When the net starts to close in on them, they make like Mandrake and disappear, only to resurface in places like Malta, the Philippines, Sri Lanka, Jakarta, Hanoi, Cambodia, islands off Greece- places where people are trusting, where they can peddle their stories to a star-struck media, and, ironically with some massive karma thrown in, the new stomping grounds for so-called investors, but without even birdseed money to their names. So, what you have is a global Viper Room of cheats, lies, deceit, and heaps of Sandra bollocks that more often than not ends in various threats of legal action, but with the bottom line being this: When you have nothing, you have nothing to lose and Monopoly money can’t even buy anyone squatters rights on Old Kent Road.

How have we reached this dead end- this place where the Art Of Bullshit is practiced everyday, and allowed to “bloom” and flourish despite knowing that, “No, you never discovered the Jackson 5″, “No, you were never Michael Jackson’s official choreographer”, “No, you don’t have offers from anywhere”, “No, you’re not making a movie with Marlon Brando because Marlon Brando is dead”, and, “Okay, maybe you were once one of the Temptations”.

How have we reached this point of no return and evil, vindictive Walter Mitty characters?

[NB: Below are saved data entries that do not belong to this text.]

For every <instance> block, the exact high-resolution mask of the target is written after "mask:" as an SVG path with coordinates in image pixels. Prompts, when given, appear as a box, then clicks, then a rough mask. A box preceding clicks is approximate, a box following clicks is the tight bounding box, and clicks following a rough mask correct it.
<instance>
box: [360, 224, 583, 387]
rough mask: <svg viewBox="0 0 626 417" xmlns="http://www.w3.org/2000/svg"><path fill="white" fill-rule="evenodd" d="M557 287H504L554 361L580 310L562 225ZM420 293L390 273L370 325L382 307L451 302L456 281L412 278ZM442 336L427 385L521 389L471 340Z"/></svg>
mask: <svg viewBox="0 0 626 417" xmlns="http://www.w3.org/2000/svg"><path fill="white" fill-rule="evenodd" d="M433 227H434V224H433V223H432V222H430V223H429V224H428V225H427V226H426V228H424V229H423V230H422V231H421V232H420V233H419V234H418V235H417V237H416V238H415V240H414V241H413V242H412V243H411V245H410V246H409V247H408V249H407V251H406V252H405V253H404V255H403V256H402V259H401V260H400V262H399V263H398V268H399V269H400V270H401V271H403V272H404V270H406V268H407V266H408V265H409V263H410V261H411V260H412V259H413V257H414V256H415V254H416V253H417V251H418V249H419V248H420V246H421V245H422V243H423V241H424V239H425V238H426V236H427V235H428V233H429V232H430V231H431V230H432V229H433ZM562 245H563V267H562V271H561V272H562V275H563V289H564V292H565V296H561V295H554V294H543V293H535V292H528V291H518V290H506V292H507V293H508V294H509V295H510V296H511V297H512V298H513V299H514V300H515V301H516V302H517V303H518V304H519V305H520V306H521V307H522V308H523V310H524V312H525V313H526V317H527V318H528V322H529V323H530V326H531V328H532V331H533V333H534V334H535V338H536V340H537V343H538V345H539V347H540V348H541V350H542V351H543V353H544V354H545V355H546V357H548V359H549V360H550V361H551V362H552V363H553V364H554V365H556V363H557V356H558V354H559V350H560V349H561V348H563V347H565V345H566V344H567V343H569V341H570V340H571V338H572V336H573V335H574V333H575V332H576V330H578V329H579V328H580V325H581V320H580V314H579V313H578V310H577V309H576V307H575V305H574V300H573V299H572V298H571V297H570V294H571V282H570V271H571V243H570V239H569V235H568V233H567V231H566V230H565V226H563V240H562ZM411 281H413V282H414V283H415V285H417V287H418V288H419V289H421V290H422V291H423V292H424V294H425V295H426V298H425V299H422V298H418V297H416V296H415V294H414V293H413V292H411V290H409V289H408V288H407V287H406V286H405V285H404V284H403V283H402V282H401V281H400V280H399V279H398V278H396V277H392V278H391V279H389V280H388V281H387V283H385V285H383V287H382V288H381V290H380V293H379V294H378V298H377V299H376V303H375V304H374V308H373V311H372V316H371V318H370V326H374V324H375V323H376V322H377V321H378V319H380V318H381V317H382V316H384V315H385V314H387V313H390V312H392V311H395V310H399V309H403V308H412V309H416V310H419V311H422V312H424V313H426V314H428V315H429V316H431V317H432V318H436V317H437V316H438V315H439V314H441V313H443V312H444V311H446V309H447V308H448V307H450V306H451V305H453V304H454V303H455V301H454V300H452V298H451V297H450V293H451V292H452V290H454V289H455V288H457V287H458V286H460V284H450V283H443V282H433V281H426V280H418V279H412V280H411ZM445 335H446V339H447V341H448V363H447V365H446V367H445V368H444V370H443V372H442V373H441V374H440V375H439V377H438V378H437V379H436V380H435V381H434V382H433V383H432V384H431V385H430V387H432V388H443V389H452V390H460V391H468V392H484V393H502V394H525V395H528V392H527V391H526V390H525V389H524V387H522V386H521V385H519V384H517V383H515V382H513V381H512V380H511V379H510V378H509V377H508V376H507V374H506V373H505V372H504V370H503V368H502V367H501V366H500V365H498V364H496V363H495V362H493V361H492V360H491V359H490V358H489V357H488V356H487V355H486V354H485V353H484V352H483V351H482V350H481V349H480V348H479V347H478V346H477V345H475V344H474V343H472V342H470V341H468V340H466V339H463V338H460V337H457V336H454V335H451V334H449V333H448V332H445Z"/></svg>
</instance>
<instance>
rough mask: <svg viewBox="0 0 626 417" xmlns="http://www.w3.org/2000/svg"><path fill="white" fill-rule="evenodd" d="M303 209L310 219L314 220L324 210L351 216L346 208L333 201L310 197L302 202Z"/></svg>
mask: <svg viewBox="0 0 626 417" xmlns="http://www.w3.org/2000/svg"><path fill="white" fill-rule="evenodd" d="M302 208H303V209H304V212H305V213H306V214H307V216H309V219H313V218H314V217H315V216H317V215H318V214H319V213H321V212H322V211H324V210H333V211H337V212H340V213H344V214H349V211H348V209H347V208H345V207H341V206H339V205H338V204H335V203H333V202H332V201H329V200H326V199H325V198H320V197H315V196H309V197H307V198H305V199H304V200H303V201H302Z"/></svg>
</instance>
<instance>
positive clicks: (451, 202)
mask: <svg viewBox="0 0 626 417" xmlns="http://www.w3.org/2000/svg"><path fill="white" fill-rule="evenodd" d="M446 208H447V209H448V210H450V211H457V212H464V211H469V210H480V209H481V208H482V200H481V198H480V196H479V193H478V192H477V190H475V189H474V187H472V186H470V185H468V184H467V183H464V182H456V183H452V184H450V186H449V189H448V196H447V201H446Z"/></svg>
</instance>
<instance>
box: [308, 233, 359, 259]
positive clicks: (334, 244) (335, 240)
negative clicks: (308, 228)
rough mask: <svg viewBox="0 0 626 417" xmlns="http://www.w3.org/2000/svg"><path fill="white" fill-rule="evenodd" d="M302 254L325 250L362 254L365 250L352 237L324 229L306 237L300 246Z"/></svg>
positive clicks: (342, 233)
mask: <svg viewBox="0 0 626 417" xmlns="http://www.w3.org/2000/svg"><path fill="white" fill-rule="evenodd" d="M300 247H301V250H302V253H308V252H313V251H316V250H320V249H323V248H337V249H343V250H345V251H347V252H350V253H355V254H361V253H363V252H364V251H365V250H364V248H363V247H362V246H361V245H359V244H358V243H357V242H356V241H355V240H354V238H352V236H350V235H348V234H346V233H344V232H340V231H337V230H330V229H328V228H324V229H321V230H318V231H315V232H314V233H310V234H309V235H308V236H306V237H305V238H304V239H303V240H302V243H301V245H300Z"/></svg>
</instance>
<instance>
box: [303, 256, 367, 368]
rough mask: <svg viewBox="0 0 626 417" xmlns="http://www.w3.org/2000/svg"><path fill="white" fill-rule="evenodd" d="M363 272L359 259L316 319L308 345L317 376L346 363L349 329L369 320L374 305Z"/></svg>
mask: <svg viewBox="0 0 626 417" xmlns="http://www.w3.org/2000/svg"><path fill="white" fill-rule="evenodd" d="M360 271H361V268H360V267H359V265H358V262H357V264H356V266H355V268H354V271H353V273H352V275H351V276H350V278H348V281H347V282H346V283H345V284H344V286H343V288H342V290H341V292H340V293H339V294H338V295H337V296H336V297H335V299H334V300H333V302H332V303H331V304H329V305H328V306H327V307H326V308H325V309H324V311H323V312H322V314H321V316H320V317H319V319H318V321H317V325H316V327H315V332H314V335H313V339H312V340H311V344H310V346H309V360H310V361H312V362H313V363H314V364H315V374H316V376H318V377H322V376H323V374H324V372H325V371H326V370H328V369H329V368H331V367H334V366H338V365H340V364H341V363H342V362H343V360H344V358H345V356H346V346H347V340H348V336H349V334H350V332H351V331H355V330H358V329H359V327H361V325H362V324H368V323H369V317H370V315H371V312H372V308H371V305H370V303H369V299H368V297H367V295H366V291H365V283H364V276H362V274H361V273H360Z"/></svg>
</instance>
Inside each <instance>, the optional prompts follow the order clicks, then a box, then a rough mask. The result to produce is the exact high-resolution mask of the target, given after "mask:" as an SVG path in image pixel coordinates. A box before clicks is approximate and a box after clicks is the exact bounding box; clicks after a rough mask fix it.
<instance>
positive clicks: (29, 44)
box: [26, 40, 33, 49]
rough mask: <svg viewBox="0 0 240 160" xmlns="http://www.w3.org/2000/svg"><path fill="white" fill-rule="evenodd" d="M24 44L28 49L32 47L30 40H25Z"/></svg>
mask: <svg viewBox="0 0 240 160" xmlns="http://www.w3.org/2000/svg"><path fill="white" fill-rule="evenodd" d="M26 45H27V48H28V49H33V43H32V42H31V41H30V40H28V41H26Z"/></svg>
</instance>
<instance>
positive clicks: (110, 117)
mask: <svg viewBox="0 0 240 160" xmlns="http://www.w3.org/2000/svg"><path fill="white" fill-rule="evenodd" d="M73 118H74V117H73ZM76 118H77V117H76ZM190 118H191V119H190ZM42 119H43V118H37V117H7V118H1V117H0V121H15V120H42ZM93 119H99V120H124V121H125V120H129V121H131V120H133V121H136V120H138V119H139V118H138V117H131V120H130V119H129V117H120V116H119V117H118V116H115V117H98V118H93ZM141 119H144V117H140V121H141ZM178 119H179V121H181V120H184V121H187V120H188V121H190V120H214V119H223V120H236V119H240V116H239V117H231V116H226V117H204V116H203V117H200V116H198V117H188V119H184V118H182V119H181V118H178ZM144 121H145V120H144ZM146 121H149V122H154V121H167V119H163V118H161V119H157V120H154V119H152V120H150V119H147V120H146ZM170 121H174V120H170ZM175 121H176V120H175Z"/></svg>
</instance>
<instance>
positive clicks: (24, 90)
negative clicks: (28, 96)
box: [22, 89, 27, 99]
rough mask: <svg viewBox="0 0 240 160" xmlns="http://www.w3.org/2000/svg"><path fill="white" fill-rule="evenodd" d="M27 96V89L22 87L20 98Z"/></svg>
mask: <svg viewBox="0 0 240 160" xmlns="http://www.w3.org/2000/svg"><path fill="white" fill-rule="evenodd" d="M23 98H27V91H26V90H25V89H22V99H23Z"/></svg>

It could be for a million reasons. Too busy doing not much to really care and fight for one’s art and make it as good as possible? Settling for good is enough and losing pride in the ownership of one’s work? Taking in too many strays without checking their credentials at the door and immediately turfing them out along with their history of excessive baggage? Being star-struck only to be disappointed when heroes let you down and turn out to be just like everybody else who’s used you- except for her who still warns you to beware of darkness and remains the only constant in your life.

And in the end, the love you make is equal to the love you take, so you better start repaying her what you took, and get back to where you belong. Get back to that happy place. And screw the rest.